Ev dışında büyük organizasyonlar ile yapılan doğum günü partilerinin ne okul öncesi dönemde, ne de okul çağında çocuğun bireysel gelişime en ufak bir olumlu etkisi yoktur. Aksine, çocuğun kendilik değerini algılamasında çarpıklıklar oluşturabilme riskini de içerir. Amaç sonraki gün herkesin o günü konuşması değil, o günün onun için özel bir gün olduğunun fark edildiğinin çocuğa hissettirilmesi olmalıdır. Doğumdan itibaren devamlılığı olan tutarlı annebaba davranışları, aşırı değer atfedilen bir günlük şaşalı bir doğum günü partisinden çocuğun sağlıklı ruhsal gelişimi için çok daha değerlidir.
 Çocuklar, doğdukları andan itibaren hayatı taklit ederek öğrenirler ve bunu yaparken de çok iyi birer gözlemcidirler. Anne-babalarını neyin mutlu ettiği, mutluluklarını nasıl dile getirdikleriyle ilgili oldukça yüksek bir farkındalığa sahiptirler. Ebeveynlerin birbirleri ile ilişkilerinde nezaket, incelik, mizah hakimse, önemli günlerin hatırlanması, ortak değerlere saygı duyulması ve sahiplenilmesi birer mutluluk kaynağıysa; böyle bir ortamı teneffüs eden bir çocuk zaman içerisinde bu değerleri içselleştirir.

ÇOCUK SEVGİYİ TERCİH EDER

Duyguların gösterilmesine fırsat verilmesi önemlidir. Bazen bir ergen, dinlenildiği zaman önemsendiğini hisseder. Duygu dışavurumu yüksek olan, yani çocuğuna sevgisini sarılarak, öperek, dokunarak gösteren ve duygularını söze dökerek dile getirebilen ebeveynlerin çocukları, maddi karşılığı olan pahalı hediyeler yerine, bu tür duygusal dokunuşlardan haz almayı deneyimler.

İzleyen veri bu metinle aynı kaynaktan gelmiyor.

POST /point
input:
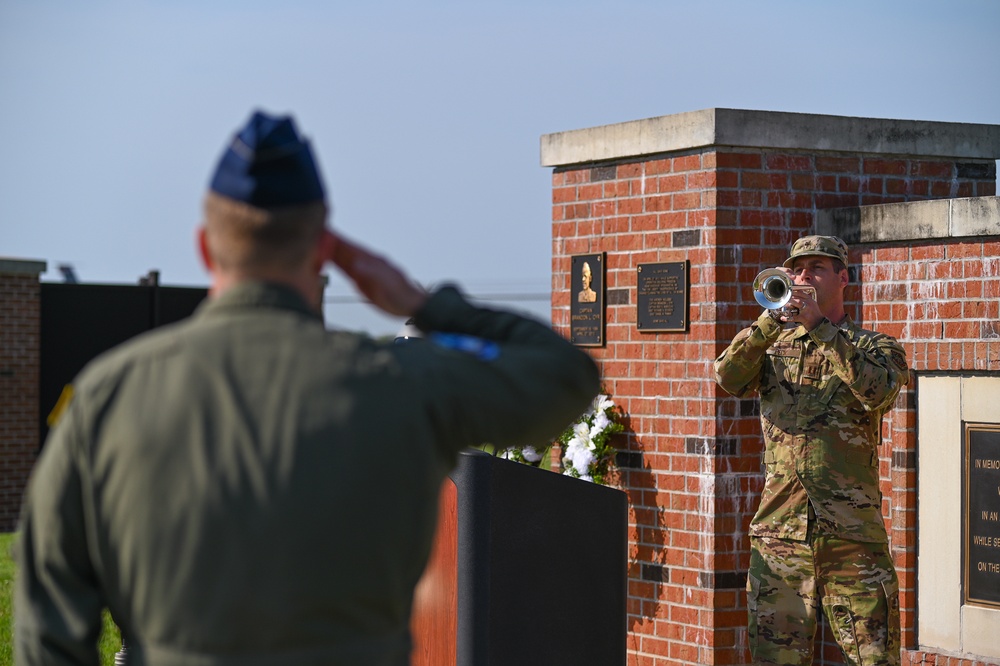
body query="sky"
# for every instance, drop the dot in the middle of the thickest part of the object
(425, 117)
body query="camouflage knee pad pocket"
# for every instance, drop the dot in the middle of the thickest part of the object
(866, 624)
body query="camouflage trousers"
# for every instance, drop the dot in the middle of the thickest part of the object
(855, 583)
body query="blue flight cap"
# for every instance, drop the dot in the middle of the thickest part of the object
(267, 165)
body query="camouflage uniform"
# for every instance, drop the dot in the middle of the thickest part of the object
(818, 535)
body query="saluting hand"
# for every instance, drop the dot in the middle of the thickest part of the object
(386, 286)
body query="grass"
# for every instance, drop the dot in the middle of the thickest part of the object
(110, 638)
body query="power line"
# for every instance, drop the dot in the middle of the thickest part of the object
(512, 297)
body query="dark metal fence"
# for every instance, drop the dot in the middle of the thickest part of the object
(80, 321)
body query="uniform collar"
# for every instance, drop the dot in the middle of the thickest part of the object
(255, 294)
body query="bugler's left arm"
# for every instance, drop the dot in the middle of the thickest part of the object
(873, 366)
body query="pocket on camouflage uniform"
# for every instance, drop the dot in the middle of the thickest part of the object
(753, 594)
(861, 626)
(893, 640)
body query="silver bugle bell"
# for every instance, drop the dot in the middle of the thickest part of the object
(772, 288)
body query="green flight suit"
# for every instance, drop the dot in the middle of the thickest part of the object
(246, 487)
(823, 394)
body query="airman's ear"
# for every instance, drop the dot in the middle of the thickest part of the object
(203, 251)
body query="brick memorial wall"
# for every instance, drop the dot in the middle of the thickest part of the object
(20, 312)
(728, 191)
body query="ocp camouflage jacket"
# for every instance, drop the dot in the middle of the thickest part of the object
(822, 397)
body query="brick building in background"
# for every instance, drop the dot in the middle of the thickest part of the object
(728, 191)
(20, 363)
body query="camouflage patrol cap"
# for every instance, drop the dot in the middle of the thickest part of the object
(824, 246)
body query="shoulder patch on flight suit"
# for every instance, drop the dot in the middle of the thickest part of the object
(61, 404)
(484, 350)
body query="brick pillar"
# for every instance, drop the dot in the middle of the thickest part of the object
(728, 191)
(20, 310)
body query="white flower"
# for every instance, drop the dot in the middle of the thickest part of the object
(601, 421)
(530, 454)
(582, 458)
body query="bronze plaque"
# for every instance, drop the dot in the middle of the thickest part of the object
(981, 510)
(586, 307)
(662, 297)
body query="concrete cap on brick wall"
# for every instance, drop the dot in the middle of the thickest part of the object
(22, 266)
(913, 220)
(770, 129)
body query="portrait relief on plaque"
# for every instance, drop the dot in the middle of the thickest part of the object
(586, 303)
(587, 294)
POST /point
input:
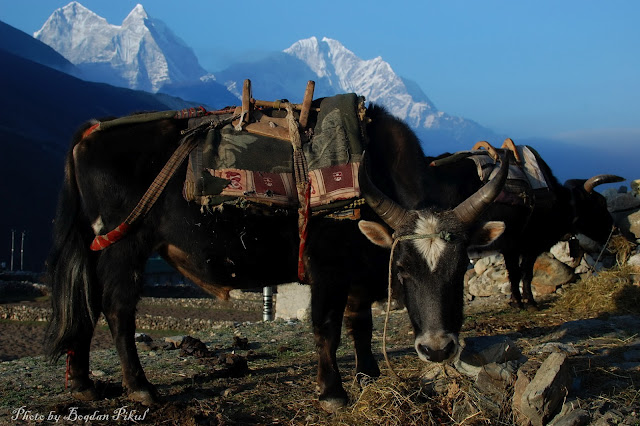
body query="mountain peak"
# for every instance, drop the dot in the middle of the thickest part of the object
(141, 54)
(137, 14)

ARKADAŞINDA GÖRDÜĞÜ EŞYANIN ALINMAMASI TRAVMAYA YOL AÇMAZ

Çocuklar , isteklerini ertelemekte yetişkinler kadar başarılı değildir. Bunun en önemli nedeni, ego güçlerinin yeterince gelişmemiş olmasıdır. İstekleri anında yerine getirilmediğinde sert duygusal tepkiler vermek, her mizaçtaki çocukta gözlenen ortak bir özelliktir. Çevreden görüp özendiği eşya; bazen bir telefon, tablet gibi alışkanlık yapma potansiyeli taşıyan bir elektronik cihaz, bazen de çocuğa zarar vermeyecek ama ailenin kesesini zorlayabilecek marka bir spor ayakkabı veya kıyafet olabilir. Özenilen şeye sahip olma konusunda yoğun bir şekilde güdülenen çocuklar, ailelerini zorlayıcı ısrarcı reaksiyonlar verebilir. Çocuğun ısrarının boyutu hangi şiddette olursa olsun; aile, kısa net ifadeler ile isteğin neden yerine getirilemeyeceğini izah etmelidir. Ancak arkadaşında gördüğü bir şeyin aynısını edinememe, bir çocuk için sanıldığı kadar travmatik bir deneyim olmaz. Ebeveynler, bu durumdan dolayı çocuğunun ruhsal olarak kalıcı bir örselenmeye uğramayacağı gerçeğinin farkına varıp gereksiz suçluluk ve yetersizlik duygularına kapılmamalıdır. Yaşanılan hayal kırıklığı sonrası çocuk uzun uzun ikna edilmeye çalışılmamalı, üzüntü, ağlama, kızgınlık gibi tepkilerin yaşanmasına tahammül gösterilmeli, durumu anlamlandırabilmesi ve başedebilmesi için gerekli zaman verilmelidir.